Planet engulfment can be inferred from enhancement of refractory elements in the photosphere of the engulfing star following accretion of rocky planetary material. Such refractory enrichments are subject to stellar interior mixing processes, namely thermohaline mixing induced by an inverse mean-molecular-weight gradient between the convective envelope and radiative core. Using MESA stellar models, we quantified the strength and duration of engulfment signatures following planet engulfment. We found that thermohaline mixing dominates during the first $\sim$5$-$45 Myr post-engulfment, weakening signatures by a factor of $\sim$2 before giving way to depletion via gravitational settling on longer timescales. Solar metallicity stars in the 0.5-1.2 $M_{\odot}$ mass range have observable signature timescales of $\sim$1 Myr$-$8 Gyr, depending on the engulfing star mass and amount of material engulfed. Early type stars exhibit larger initial refractory enhancements but more rapid depletion.
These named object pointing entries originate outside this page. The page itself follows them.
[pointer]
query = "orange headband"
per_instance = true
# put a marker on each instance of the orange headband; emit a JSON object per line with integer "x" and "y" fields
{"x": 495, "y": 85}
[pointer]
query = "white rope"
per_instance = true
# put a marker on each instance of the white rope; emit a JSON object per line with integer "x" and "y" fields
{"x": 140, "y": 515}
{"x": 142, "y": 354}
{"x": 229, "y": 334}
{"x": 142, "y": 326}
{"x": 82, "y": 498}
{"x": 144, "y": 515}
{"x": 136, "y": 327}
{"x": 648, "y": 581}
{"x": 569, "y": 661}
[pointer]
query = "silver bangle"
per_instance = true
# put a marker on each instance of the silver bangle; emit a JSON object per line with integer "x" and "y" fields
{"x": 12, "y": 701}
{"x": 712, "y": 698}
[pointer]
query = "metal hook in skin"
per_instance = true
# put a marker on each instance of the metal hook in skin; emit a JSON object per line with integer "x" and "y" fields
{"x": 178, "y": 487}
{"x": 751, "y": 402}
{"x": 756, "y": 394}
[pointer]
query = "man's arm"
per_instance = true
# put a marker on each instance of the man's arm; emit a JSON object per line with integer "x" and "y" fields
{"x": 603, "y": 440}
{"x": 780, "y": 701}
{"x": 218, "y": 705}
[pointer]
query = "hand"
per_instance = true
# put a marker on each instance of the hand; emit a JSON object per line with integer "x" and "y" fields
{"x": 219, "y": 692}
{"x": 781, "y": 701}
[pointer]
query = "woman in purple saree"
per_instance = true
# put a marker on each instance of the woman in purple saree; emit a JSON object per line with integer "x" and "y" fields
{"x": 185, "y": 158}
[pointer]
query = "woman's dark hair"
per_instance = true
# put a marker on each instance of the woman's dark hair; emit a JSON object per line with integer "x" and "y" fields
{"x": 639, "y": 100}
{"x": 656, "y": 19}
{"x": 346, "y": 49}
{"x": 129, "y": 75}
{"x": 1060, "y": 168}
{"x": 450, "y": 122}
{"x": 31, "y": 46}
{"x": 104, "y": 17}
Solar-like stars ($M$ = 0.9$-$1.1 $M_{\odot}$) maintain observable signatures ($>$0.05 dex) over timescales of $\sim$20 Myr$-$1.7 Gyr for nominal 10 $M_{\oplus}$ engulfment events, with longer-lived signatures occurring for low-metallicity and/or hotter stars (1 $M_{\odot}$, $\sim$2$-$3 Gyr). Engulfment events occurring well after the zero-age main sequence produce larger signals due to suppression of thermohaline mixing by gravitational settling of helium (1 $M_{\odot}$, $\sim$1.5 Gyr). These results indicate that it may be difficult to observe engulfment signatures in solar-like stars that are several Gyr old.